You know good and well, that every time you attack or critique us Lubavitchers, you don’t influence us in any way. We either ignore you, or the more passionate among us may respond to your criticisms at us.

There is though a position that you are passionate about, that is shared by many in the Lubavitch community, that if you would champion that cause, you would be able to win many allies in the Lubavitch community, and it could influence (in my humble opinion) future Lubavitch practice in this issue. That issue is commerce. People in the Lubavitch community have a mentality that somehow getting a job, and not pursuing shlichus, is a negative pursuit.

There are so many young Lubavitchers (hundreds) nebach rotting away in kollel “looking” for shlichus. If a shlichus opportunity doesn’t present itself to a young Lubavitcher after two children, he will have no choice, and he will have to get a job.

At that point, it is impossible for him to be entrepreneurial, because he has a family he has to provide for, so at this stage of the game, he doesn’t have the luxury to take risk. He ends up with a loserish job, and it is at that point too late to reverse the clock.

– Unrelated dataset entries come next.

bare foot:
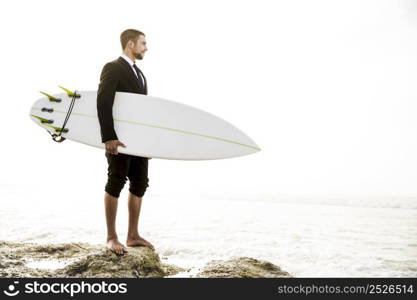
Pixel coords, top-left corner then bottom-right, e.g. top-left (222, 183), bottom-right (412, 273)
top-left (107, 237), bottom-right (128, 255)
top-left (126, 235), bottom-right (155, 250)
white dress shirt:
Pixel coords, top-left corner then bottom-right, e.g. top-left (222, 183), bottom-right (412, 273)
top-left (120, 53), bottom-right (145, 87)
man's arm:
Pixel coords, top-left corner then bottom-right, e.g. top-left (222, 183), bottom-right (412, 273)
top-left (97, 62), bottom-right (119, 143)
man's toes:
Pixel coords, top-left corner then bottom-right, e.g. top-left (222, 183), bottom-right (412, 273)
top-left (147, 244), bottom-right (155, 250)
top-left (143, 241), bottom-right (154, 250)
top-left (147, 242), bottom-right (155, 250)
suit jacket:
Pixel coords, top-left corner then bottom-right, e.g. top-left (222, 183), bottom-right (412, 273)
top-left (97, 56), bottom-right (148, 143)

Had this yungerman initially of had the view, that there is nothing disgraceful with an honest job in the business/corporate world, he would have had a different outcome. That is not to say that if you are a very talented idealistic Lubavitcher, you shouldn’t pursue a shlichus, you should, but if you are not 100% genuinely driven towards shlichus, there should be no reason a Lubavitcher should not pursue a business career. Even the Lubavitcher Rebbe (I believe) didn’t oppose attending college after marriage.

If the tide changes in Lubavitch in this issue, I believe it can be a turning point in the ENTIRE chareidi world in this issue. You are a talented articulate writer who has the opportunity and forum to champion this issue. Unfortunately, you have tarnished your ability to have a listening ear in the Lubavitch community, due to your relentless attacks on our community (despite your insistence that it is all constructive criticism, we don’t see it that way).

If you release a statement on your website that you regret your theological critiques on Lubavitch, and that it was in bad taste, and you are committed in the future not to engage in it anymore, I think you would rebuild the trust in our community, and regain the platform (meaning a LISTENING ear) to influence Lubavitch.

Then your blog would actually have the ability to influence change, and not merely be a platform to rant! If you have too much pride to disassociate yourself from your past critiques of Lubavitch, then I believe you will have no ear in Lubavitch youth (or Lubavitch in general).

It doesn’t mean you have to alter your opinions in those issues, just reassure the Lubavitch community that it was in bad taste that you engaged in raising such sensitive issues on your blog, with full knowledge that you didn’t have a shot in influencing Lubavitch anyhow.

The ball is in your court, do with it as you please.